The veteran campaigner has had her share of private and public loss, including her bid at the Green Party co-leadership in 2009 which saw her beaten by the less radical Metiria Turei (a sentence that probably makes sense only to those who remember the leadership race). Bradford left the party soon after. There was a short stint in the Mana Party, which ended in 2014 after the party’s disastrous decision to join forces with Kim Dotcom’s Internet Party. She gained her PhD in public policy in 2015, adding to her degrees in history and political studies, and her masters in Chinese, and is still a sought-after voice on social change.
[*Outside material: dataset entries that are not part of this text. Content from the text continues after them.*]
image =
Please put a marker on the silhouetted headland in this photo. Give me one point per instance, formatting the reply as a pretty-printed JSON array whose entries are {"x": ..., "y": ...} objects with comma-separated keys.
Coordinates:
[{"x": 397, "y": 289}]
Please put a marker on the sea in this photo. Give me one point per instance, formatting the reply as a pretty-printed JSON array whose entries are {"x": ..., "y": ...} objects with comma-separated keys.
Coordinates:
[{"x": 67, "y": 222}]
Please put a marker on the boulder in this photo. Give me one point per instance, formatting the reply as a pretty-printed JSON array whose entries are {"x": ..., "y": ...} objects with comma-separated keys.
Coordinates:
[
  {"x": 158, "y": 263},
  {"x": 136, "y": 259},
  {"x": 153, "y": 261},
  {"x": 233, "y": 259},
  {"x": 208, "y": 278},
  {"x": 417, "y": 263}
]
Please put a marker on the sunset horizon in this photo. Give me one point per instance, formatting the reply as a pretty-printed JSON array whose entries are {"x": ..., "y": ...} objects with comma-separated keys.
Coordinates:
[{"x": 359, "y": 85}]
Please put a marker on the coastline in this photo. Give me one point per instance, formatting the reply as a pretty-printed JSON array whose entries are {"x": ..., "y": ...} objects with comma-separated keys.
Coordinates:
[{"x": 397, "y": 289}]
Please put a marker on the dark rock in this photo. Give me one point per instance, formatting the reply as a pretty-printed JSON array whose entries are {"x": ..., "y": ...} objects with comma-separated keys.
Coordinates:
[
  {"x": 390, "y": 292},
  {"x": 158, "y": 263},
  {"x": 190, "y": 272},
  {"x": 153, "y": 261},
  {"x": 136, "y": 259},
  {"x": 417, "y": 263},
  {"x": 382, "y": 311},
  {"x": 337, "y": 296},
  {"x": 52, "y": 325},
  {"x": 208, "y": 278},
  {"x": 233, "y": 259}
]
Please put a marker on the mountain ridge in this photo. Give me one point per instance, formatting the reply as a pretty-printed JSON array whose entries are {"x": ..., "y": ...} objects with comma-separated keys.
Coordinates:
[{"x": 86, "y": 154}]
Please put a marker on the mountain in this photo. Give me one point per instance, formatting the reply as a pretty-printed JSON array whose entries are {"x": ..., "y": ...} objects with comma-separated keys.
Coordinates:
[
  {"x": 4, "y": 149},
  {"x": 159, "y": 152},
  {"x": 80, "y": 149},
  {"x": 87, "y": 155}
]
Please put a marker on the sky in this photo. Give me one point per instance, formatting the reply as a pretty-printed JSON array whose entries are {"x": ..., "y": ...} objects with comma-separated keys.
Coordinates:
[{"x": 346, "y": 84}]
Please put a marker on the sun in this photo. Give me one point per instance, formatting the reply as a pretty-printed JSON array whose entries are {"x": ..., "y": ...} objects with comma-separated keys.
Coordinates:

She’s buoyed by the advances that have been made for “angry women and minorities”, but recognises there’s still a long way to go. “It’s changed hugely over the years, through all the struggles of women, Māori, gay and genderqueer people. I think it’s wonderful that women like [Ihumātao protest leader] Pania Newton can take their rightful place as leaders much more easily and more acceptably than in earlier times.
“Some of the same issues of exploitation of abuse are still going on though. There’s no question of that.”
If giving a shit is radical and anger helps change the world, then sign me up for a long and productive life of being called an angry radical, just like Bradford. But it can be a lonely road, and she had advice for those wanting to use their anger positively in the world: find your crew.
“Find your whānau, find your rōpū. Find an organisation, or if you can’t find one that already exists, start to work to build one. The key is, whatever the kaupapa is, join with others.”